Mosquée de Pristina ©Martin BOHN

Kosovo, mosquée ©Martin BOHN

Forcément une attaque

Il est l’heure. Je me redresse très doucement, elle est si heureuse, bondit de joie autour de moi. Je l’attrape en jouant, elle jette ses pattes terreuses partout sur mon jean et mon blouson, ça me fait rire. Je suis tout marqué et si heureux. On sort en zigzag du chantier, elle comme un ressort. Nous arrivons sur le trottoir. Deux jeunes hommes kosovars observent la scène, pétrifiés : Un Occidental avec ce gros chien errant qui bondit sur lui, c’est forcément une attaque sauvage.
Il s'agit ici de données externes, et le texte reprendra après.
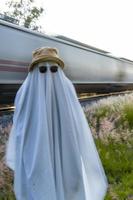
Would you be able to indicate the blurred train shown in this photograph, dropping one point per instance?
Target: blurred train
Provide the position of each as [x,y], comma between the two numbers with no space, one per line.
[90,69]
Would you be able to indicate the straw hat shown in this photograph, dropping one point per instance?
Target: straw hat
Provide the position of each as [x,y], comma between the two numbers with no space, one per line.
[45,54]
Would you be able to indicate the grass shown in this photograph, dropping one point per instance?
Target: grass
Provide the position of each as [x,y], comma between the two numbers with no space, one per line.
[111,122]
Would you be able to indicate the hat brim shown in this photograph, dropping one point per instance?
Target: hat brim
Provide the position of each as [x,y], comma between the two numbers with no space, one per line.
[43,59]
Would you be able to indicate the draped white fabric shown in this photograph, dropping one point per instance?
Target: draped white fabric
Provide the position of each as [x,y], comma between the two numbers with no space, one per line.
[51,148]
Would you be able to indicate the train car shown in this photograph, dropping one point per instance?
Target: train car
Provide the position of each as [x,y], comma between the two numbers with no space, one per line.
[90,69]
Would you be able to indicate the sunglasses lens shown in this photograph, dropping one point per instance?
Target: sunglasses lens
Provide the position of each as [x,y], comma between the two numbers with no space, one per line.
[43,69]
[54,69]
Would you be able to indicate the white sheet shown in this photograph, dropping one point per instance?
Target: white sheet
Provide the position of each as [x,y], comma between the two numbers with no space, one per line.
[51,148]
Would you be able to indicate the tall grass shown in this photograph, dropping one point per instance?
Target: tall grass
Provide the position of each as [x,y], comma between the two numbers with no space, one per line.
[111,122]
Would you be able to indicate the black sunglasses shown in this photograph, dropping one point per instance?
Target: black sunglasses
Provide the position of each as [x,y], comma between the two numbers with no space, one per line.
[53,69]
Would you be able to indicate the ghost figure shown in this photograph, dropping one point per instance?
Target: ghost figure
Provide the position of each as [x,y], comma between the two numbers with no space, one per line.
[51,148]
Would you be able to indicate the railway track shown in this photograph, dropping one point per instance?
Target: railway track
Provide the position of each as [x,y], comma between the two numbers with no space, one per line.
[91,99]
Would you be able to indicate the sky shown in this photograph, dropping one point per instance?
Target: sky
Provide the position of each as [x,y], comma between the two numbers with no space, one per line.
[105,24]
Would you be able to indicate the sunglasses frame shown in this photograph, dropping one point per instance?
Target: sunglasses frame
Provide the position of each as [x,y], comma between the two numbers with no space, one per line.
[53,68]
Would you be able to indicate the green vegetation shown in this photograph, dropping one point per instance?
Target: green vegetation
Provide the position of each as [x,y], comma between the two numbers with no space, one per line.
[111,122]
Dans ce pays pauvre, un chien ne peut être qu’errant, personne n’a d’animal domestique, sauf les richissimes. Les garçons finissent par voir que je joue, et restent stupéfaits.

J’avance lentement sur le trottoir, je dis au revoir à cette chienne des rues gelées de Pristina, lui gratouillant la tête, le torse, et la secouant gentiment en riant. Soudain, elle montre qu’elle a compris, s’éloigne fouiller dans les poubelles, me rendant ma liberté, sans un regard. Même là, elle s’offre, pleine d’amour, d’abnégation. J’ai les larmes aux yeux et passe en souriant devant les deux indigènes stupéfaits. Il répondent timidement à mon « hello ».
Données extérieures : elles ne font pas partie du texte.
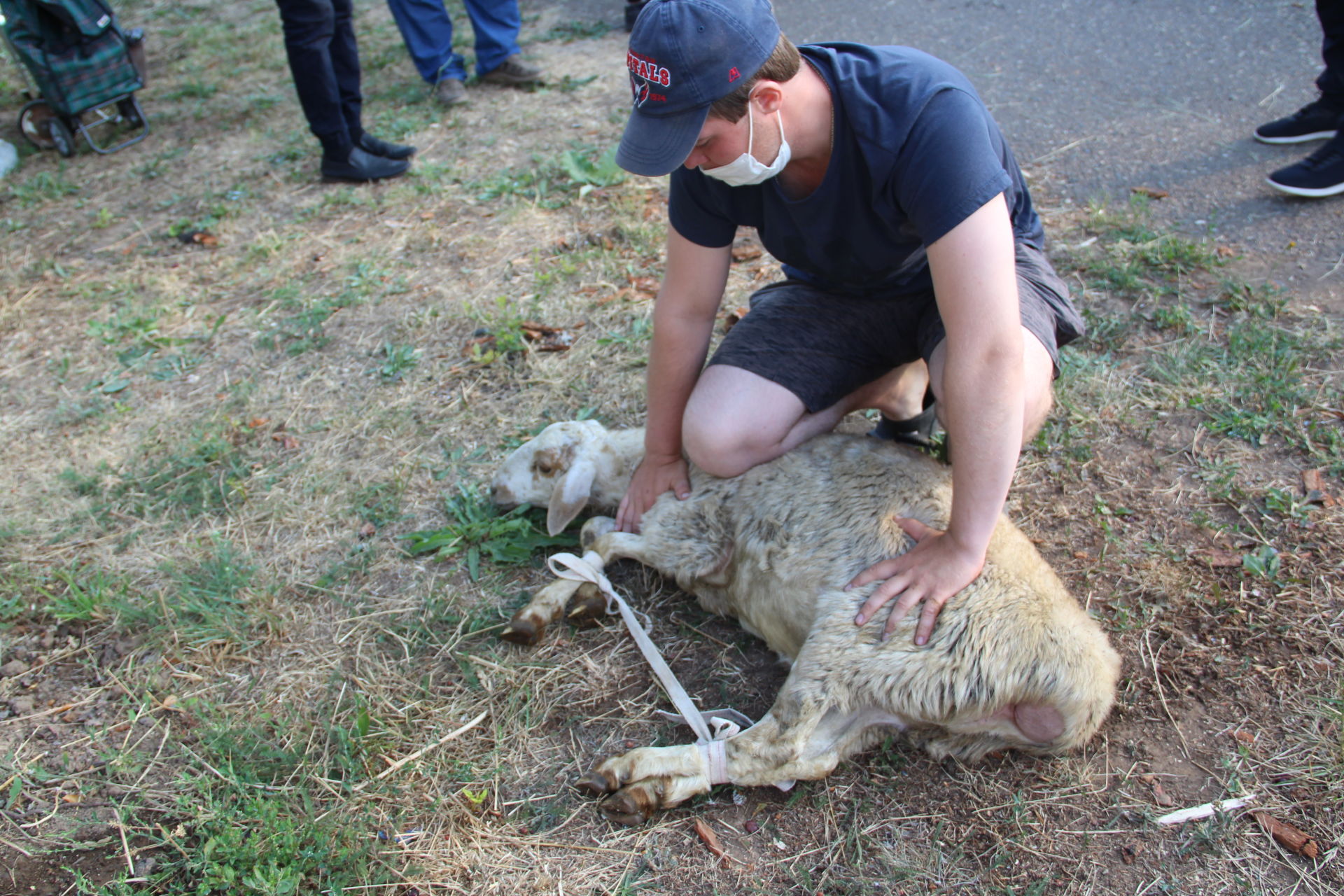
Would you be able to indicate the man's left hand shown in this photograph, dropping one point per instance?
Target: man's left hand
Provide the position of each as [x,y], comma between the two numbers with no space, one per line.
[932,571]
Aujourd’hui, la vie est une chienne, amoureuse.

Le 12 décembre 2012 par marieM | Catégorie : 08 Martin BOHN, ambiance, Journal de bord, carnet de voyage, littéraire, sensible | Aucun commentaire


admin
le 24/05/2007 à 02:38 

Un jour, j’ai reçu par mail ce commentaire sur le texte La vie est une chienne :

« A la recherche d’informations sur les chiens de Pristina je tombe sur ce très beau texte… Aussitôt faxé à Brigitte BARDOT qui prépare justement une intervention auprès du maire de la ville (d’où ma recherche d’infos) pour dénoncer la chasse aux chiens dans les rues de Pristina.
Voici en pièce jointe la lettre de BB adressée au maire Pristina. Il y a eu une mobilisation ce week-end sur place pour condamner la chasse prévue cette semaine.
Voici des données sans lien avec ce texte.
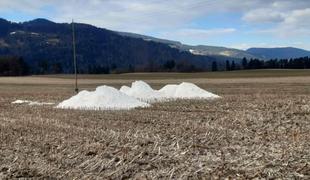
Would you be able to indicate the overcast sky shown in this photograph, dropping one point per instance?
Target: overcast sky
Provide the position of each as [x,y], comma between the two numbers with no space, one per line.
[231,23]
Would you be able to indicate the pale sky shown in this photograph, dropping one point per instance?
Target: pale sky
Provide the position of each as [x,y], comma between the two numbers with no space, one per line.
[231,23]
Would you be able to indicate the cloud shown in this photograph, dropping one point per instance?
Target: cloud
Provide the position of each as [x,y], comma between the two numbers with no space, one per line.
[263,16]
[294,24]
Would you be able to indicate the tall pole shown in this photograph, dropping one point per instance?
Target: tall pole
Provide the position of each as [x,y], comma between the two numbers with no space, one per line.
[74,57]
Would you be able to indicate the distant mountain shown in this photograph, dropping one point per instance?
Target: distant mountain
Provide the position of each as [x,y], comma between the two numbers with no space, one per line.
[47,48]
[197,50]
[280,53]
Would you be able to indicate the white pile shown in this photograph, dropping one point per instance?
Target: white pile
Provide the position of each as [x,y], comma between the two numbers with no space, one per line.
[103,98]
[144,92]
[32,103]
[138,95]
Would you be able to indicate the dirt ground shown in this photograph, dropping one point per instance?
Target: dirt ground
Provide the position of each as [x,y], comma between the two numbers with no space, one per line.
[259,129]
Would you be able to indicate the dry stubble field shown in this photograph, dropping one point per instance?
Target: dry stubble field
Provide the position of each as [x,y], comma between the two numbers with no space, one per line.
[259,129]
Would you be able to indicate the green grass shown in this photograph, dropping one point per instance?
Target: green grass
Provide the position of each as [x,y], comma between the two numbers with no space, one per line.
[222,74]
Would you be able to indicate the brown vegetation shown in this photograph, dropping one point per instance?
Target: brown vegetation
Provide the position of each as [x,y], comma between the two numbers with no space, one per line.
[256,130]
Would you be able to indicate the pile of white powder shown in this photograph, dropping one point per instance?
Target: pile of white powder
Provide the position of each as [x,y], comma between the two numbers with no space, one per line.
[140,94]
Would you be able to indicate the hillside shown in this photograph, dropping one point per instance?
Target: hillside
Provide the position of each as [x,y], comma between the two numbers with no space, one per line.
[47,47]
[199,49]
[280,53]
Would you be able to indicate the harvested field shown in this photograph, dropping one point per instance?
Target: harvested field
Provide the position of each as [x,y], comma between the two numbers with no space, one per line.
[259,129]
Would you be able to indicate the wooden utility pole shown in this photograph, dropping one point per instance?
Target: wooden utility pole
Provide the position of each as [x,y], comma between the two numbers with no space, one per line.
[74,57]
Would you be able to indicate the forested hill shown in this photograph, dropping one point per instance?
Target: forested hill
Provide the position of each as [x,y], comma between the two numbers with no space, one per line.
[46,47]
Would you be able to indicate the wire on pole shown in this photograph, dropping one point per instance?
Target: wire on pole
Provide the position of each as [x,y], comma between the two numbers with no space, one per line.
[74,57]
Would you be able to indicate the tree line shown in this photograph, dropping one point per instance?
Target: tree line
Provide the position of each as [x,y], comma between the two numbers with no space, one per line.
[16,66]
[296,63]
[13,66]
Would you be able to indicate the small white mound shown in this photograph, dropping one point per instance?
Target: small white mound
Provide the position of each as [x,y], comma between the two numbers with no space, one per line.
[142,91]
[32,103]
[103,98]
[191,91]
Notre volonté n’était pas de diffuser votre texte (très beau je confirme) mais plutôt le prendre comme un témoignage car nous avons été alertés par des habitants sans connaître pour autant la situation réelle à Pristina. Donc ce témoignage nous a confirmé qu’il n’était pas inutile d’intervenir.
Si vous voulez une copie de cette lettre (datée du 13 avril 2007) vous pouvez m’envoyer un message sur l’adresse de —- @fondationbrigittebardot.fr »

Fanny
le 07/06/2007 à 17:02 

Dommage que j’te connaissais pas au moment où j’ai écrit mes dissert de philo et mes commentaires de textes en lettres, tu m’aurais aidée !
Ca t’intéresserait pas d’écrire des romans ??? Tu es si agréable à lire, ce texte surtout (la vie est une chienne) parce que j’avais le décor et la
scène en face des yeux.

Idem pour les autres textes, j’aime bcp les tournures de tes phrases et le vocabulaire riche mais simple.
Et puis au moins c’est pas du chinois quand on te lit
j’ai lu tellement d’article auxquels je n’ai rien compris.

le 12/06/2007 à 12:44 

Chouette aventure, beau moment de complicité, et pauvres cabots…
ça m’a fait repenser à un vieux texte que j’ai écrit il y a deux ans sur l’histoire d’un triste chien.